Brokers have said an extension to the mortgage guarantee scheme is “neither here nor there”, having previously branded the scheme a “damp squib” on arrival. In the first three months of the scheme, just 812 mortgages were completed through it. 

Hollingworth also highlighted the government’s First Homes Scheme. It promises a 30 per cent discount for first-time buyers on new-build properties with a price cap of £250,000 across England and £420,000 in London. 

In pricier areas, local planning authorities are able to require a minimum discount of up to 50 per cent compared to the market price. The discount is then passed on with the sale of the property to future first-time buyers.
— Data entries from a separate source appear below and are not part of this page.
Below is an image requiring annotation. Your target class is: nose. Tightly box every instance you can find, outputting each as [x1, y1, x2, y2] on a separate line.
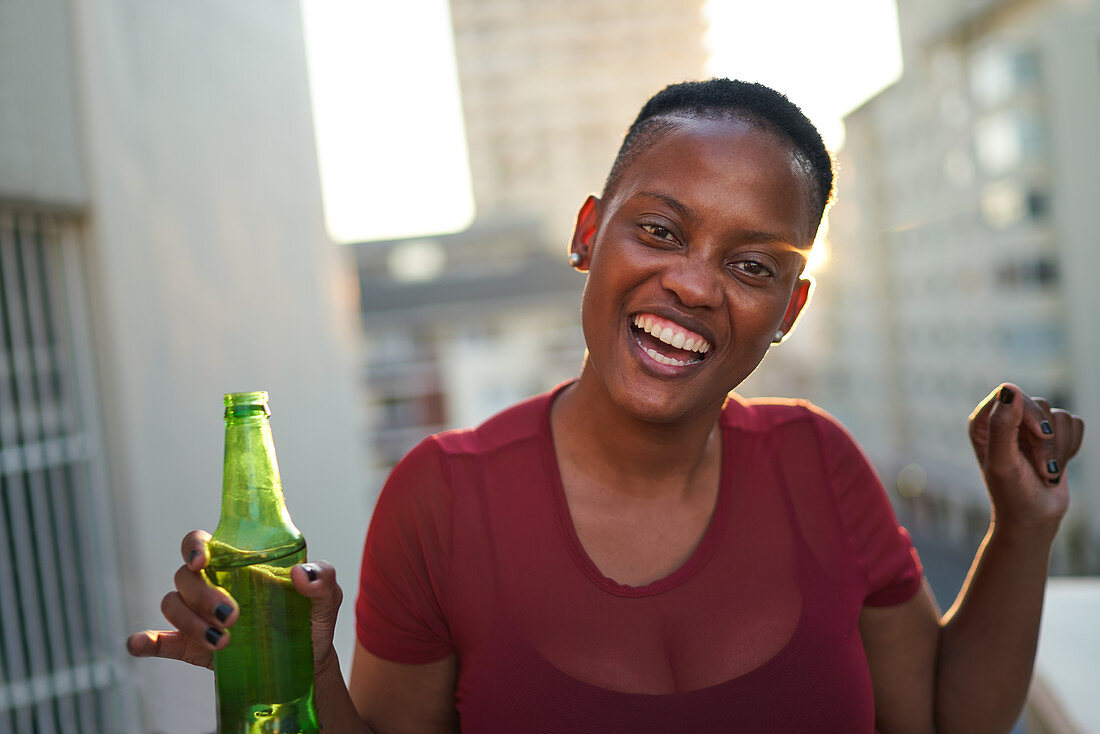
[661, 255, 723, 308]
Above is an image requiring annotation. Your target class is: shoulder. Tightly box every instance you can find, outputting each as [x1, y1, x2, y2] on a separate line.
[722, 393, 851, 442]
[426, 387, 550, 459]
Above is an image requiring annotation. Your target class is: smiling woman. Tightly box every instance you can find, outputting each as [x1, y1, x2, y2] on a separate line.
[130, 79, 1084, 734]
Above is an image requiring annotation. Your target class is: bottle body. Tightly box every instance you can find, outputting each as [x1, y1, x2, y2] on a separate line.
[207, 393, 319, 734]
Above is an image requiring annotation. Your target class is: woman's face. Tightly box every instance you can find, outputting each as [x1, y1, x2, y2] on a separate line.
[573, 120, 816, 423]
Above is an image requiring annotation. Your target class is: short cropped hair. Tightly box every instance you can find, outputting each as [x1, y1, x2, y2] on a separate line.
[603, 79, 833, 223]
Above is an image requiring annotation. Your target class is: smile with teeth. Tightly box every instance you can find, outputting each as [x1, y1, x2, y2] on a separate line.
[634, 314, 711, 366]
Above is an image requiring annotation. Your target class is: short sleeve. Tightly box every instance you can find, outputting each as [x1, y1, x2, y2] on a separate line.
[355, 438, 452, 662]
[814, 413, 923, 606]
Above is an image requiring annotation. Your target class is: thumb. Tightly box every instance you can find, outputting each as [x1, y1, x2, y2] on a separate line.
[290, 561, 343, 668]
[986, 383, 1024, 479]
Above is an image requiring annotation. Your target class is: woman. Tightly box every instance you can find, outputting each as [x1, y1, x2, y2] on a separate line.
[129, 79, 1084, 734]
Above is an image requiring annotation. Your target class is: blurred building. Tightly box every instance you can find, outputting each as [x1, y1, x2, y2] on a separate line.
[355, 220, 584, 487]
[0, 0, 369, 734]
[811, 0, 1100, 572]
[356, 0, 706, 485]
[451, 0, 706, 248]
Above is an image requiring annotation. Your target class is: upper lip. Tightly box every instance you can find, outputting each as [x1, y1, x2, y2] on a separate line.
[630, 306, 715, 349]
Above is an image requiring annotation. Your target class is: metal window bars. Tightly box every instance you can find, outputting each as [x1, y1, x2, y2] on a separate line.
[0, 206, 135, 734]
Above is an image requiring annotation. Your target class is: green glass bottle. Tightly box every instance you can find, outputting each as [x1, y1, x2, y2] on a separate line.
[207, 392, 319, 734]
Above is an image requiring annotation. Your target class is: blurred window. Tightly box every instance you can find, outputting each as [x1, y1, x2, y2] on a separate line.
[974, 110, 1044, 175]
[970, 44, 1038, 107]
[0, 207, 135, 734]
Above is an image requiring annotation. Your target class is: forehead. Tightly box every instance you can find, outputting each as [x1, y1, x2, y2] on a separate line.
[608, 118, 815, 248]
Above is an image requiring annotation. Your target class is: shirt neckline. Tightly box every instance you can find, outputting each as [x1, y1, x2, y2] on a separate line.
[541, 381, 733, 598]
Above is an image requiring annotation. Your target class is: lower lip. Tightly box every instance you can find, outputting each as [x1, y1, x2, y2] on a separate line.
[627, 325, 703, 377]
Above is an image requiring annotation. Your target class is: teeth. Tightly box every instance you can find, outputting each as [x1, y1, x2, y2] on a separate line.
[634, 316, 711, 352]
[646, 347, 699, 366]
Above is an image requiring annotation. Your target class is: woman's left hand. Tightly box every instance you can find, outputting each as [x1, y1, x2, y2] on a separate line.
[970, 383, 1085, 537]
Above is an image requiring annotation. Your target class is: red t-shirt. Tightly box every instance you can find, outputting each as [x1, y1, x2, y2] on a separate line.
[355, 387, 921, 734]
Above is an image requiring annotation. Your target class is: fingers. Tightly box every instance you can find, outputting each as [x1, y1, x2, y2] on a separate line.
[970, 383, 1085, 484]
[179, 530, 210, 571]
[986, 383, 1025, 481]
[290, 561, 343, 669]
[290, 561, 343, 624]
[173, 566, 238, 628]
[127, 629, 213, 668]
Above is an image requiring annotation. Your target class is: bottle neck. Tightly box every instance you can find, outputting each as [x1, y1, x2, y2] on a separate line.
[213, 410, 301, 550]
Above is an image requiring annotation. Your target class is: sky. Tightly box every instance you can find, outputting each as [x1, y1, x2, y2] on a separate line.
[301, 0, 901, 242]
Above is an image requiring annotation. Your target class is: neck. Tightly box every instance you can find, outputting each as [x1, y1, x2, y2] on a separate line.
[550, 375, 722, 497]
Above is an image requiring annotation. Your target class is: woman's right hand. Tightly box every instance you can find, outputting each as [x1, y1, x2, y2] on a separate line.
[127, 530, 239, 668]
But Hollingworth said “if you look at the numbers it’s a bit limited”. The scheme has promised to help first-time buyers acquire 1,500 new-build properties between 2021 and 2023.

Meanwhile, the government is targeting the creation of 300,000 homes a year - a target reiterated by recently re-appointed Secretary of State for Levelling Up, Housing and Communities, Michael Gove.

Some brokers reckon shared ownership is already enjoying increased interest in the shadow of Help to Buy.

“Is this the moment that shared ownership becomes a bigger part of the market?” said Hollingworth. 

It allows borrowers to buy a share between 10 and 75 per cent of a home’s full market volume, while paying rent to the landlord for the share they own.

“It’s the security and tenure it gives people,” he added. “Private tenants will be wondering about this with their rents going up. Shared ownership does give you a foothold, even if you don’t get full ownership it’s a more secure tenure than renting.”

Borrowers ‘in a pickle’ over exiting HTB loans

For those who took out a Help to Buy equity loan, they may now be wondering how to exit it.

The government does not charge interest for the first five years of the scheme. In year six, borrowers start to pay monthly interest of 1.75 per cent.

Hollingworth said while this might look like a low charge on the equity loan against the backdrop of 5 and 6 per cent rates in the mainstream market, it is not necessarily low if the borrower took out a sizable equity loan.

Outside of London, this equity loan is 20 per cent of the mortgage, with the remaining 80 per cent borrowed sitting on a mainstream mortgage. This means the borrower repays the mainstream mortgage interest rate in addition to the monthly 1.75 per cent.

Mansfield-based broker Lewis Shaw said one of his clients needed to remortgage to clear his Help to Buy equity loan.

“They can't afford the new loan payments, and that's only on the 20 per cent equity loan. Anyone on the scheme in London with a 40 per cent loan could be in a real pickle,” said Shaw.

“They either need to borrow huge extra amounts or pay the interest on the Help to Buy element.”